There is something that Facebook has that most of the other companies carrying out cutting edge research in the field of Artificial Intelligence Deep Learning don’t. This immediately gives Facebook an edge and it is an access to billions of images on their social photo sharing service – Instagram.
It was presented by Facebook at F8, the annual developer conference of Facebook, the information regarding how they are using billions of photos shared publicly by users on Instagram, which have been commented with related hashtags, to help their deep-learning models learn. Support of multitude of Graphics Processing Units aka GPUs was taken to analyze the data, which in the end provided the models that surpassed the standards of the industry. The top end models among these managed to achieve accuracy levels of 85.4 on image database ImageNet.

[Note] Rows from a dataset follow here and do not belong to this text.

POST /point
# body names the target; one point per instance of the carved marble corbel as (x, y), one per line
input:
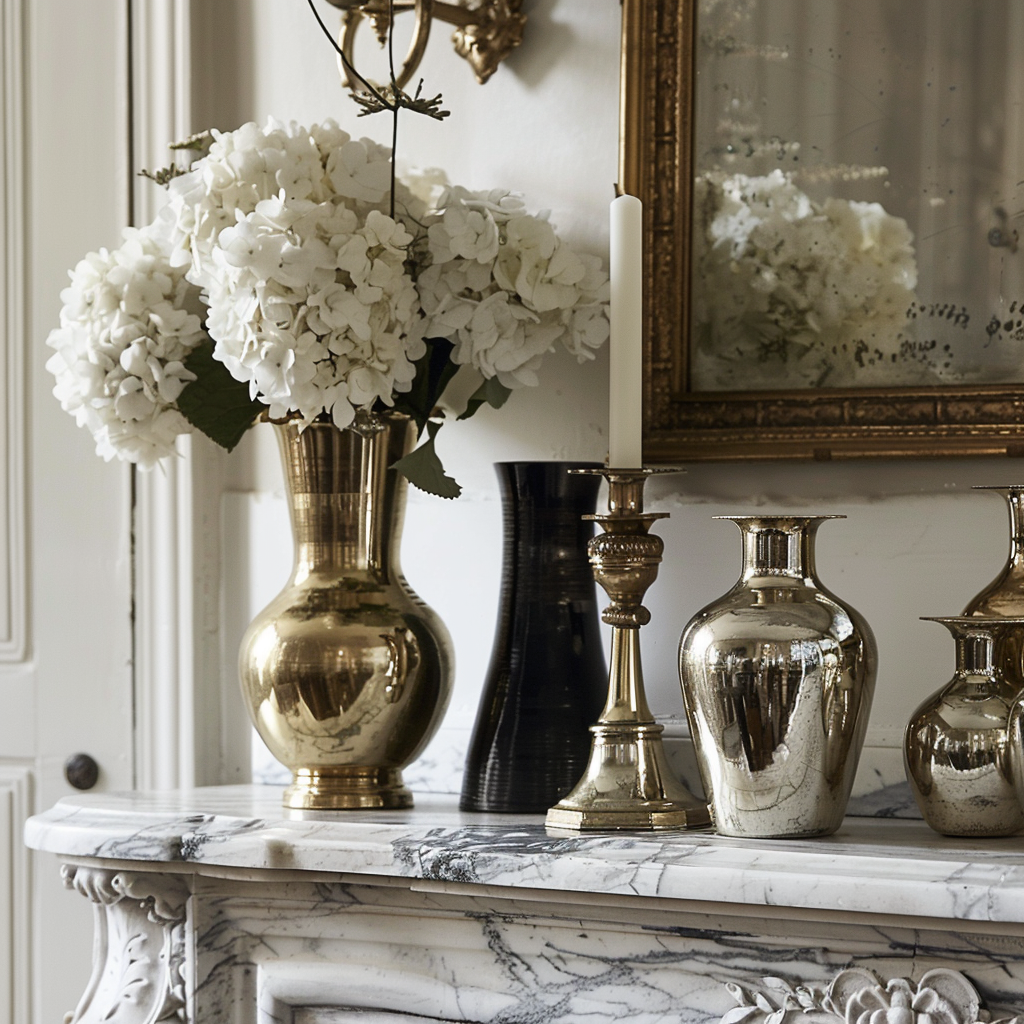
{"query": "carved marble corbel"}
(138, 967)
(859, 996)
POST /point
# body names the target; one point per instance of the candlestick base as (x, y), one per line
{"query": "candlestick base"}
(628, 782)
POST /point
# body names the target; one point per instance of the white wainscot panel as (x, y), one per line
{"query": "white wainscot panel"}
(13, 598)
(15, 782)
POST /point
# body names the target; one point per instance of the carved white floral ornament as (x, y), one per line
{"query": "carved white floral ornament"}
(859, 996)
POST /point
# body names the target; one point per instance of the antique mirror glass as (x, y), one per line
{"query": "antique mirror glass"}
(848, 217)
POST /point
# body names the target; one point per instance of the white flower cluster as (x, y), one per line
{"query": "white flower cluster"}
(129, 320)
(504, 288)
(315, 297)
(310, 302)
(788, 292)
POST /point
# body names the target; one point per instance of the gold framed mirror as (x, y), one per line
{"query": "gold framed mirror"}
(833, 194)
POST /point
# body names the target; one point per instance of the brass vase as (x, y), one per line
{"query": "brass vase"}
(958, 747)
(777, 679)
(346, 673)
(1004, 597)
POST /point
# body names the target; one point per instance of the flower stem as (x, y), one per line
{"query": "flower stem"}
(394, 93)
(348, 65)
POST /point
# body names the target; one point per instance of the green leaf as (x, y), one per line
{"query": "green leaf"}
(424, 470)
(491, 391)
(215, 402)
(433, 371)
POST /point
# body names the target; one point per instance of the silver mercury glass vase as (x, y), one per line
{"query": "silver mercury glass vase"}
(1004, 597)
(958, 750)
(777, 679)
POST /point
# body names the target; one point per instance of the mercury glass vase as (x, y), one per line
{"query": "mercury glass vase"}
(346, 674)
(547, 679)
(1004, 597)
(777, 680)
(957, 745)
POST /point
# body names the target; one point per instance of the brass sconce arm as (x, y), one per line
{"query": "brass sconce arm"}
(485, 31)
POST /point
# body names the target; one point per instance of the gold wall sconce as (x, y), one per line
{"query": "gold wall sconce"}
(485, 31)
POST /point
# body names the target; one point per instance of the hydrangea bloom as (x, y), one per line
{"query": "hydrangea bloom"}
(795, 293)
(309, 299)
(315, 298)
(504, 288)
(129, 320)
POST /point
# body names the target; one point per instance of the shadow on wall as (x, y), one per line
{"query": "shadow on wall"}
(222, 38)
(547, 39)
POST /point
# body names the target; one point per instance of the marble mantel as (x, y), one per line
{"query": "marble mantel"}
(216, 906)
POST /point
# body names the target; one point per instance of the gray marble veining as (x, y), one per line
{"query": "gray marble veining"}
(870, 865)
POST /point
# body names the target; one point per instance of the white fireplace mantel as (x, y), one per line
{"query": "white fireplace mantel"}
(215, 906)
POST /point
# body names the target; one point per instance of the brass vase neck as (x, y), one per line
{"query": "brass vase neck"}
(977, 638)
(341, 497)
(1015, 504)
(781, 546)
(975, 654)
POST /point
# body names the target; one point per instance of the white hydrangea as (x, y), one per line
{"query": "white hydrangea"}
(310, 300)
(504, 288)
(314, 297)
(788, 292)
(128, 322)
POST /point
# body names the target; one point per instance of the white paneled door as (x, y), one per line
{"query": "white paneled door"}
(66, 648)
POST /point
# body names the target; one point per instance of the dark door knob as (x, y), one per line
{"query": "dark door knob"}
(81, 771)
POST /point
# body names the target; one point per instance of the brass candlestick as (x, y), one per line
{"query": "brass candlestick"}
(628, 782)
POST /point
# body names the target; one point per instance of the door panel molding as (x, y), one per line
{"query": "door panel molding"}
(184, 724)
(13, 582)
(15, 921)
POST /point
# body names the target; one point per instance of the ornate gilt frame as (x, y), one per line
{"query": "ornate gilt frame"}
(655, 164)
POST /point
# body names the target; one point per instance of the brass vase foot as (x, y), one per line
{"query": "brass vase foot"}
(628, 782)
(347, 787)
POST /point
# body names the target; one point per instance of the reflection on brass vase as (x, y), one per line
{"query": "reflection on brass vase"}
(777, 680)
(956, 748)
(346, 673)
(1004, 597)
(547, 679)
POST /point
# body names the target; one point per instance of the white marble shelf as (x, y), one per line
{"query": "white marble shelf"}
(870, 865)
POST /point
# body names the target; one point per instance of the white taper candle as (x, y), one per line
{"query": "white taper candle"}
(626, 343)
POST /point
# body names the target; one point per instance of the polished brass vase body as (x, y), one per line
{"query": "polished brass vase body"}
(777, 680)
(1004, 597)
(346, 673)
(958, 745)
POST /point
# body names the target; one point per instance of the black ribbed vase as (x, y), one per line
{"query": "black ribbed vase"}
(547, 680)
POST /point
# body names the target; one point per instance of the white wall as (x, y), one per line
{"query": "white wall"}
(918, 541)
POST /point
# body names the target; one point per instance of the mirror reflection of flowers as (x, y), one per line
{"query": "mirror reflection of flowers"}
(794, 293)
(276, 281)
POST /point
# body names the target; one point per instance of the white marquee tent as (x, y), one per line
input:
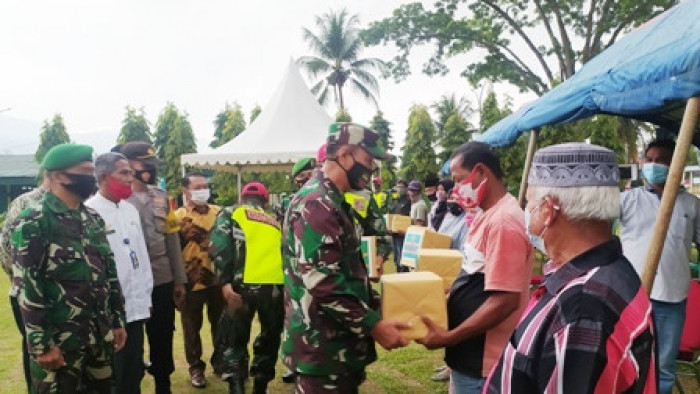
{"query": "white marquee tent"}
(291, 126)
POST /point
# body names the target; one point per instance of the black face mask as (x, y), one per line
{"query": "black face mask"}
(455, 209)
(81, 185)
(150, 171)
(356, 173)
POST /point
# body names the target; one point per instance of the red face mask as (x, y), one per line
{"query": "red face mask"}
(119, 190)
(469, 197)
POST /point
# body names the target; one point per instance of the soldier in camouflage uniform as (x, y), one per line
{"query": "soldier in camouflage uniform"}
(69, 293)
(368, 217)
(331, 318)
(28, 199)
(246, 247)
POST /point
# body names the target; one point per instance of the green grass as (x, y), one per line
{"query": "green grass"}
(406, 370)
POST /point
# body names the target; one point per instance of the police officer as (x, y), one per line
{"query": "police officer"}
(69, 293)
(246, 248)
(331, 319)
(160, 228)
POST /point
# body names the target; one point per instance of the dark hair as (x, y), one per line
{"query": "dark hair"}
(663, 143)
(474, 152)
(185, 181)
(447, 184)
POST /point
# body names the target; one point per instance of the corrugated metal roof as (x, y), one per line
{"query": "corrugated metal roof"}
(18, 166)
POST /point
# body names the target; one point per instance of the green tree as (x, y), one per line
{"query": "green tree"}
(419, 160)
(337, 60)
(575, 31)
(135, 127)
(456, 132)
(52, 134)
(174, 137)
(229, 123)
(343, 116)
(386, 141)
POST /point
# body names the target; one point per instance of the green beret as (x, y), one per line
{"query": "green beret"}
(307, 163)
(64, 156)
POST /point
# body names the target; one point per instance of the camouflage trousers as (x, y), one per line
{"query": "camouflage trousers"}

As there is no standard process of putting up hashtags on photos, the major problem encountered by Facebook was in identifying relevant information from the multitude of images. The most exhaustive of the tests made use of 3.5 billion images and concerned 17000 hashtags. At this large a scale, as it was not possible to personally supervise and filter the data, the company had to develop techniques to scrub the data received from users.
One of the starting phases of research, also termed as pre-training research was intended to discover concerned hashtags, finding hashtags carrying similar meaning and teaching the algorithm to give priority to some particular hashtags over generic ones. This research has culminated in what is being termed by team as large-scale hashtag prediction model.
It is important to highlight here that these models and the research is intended to image recognition for objects. It is not being used to predict specific interests of users or identifying what makes some images better than others.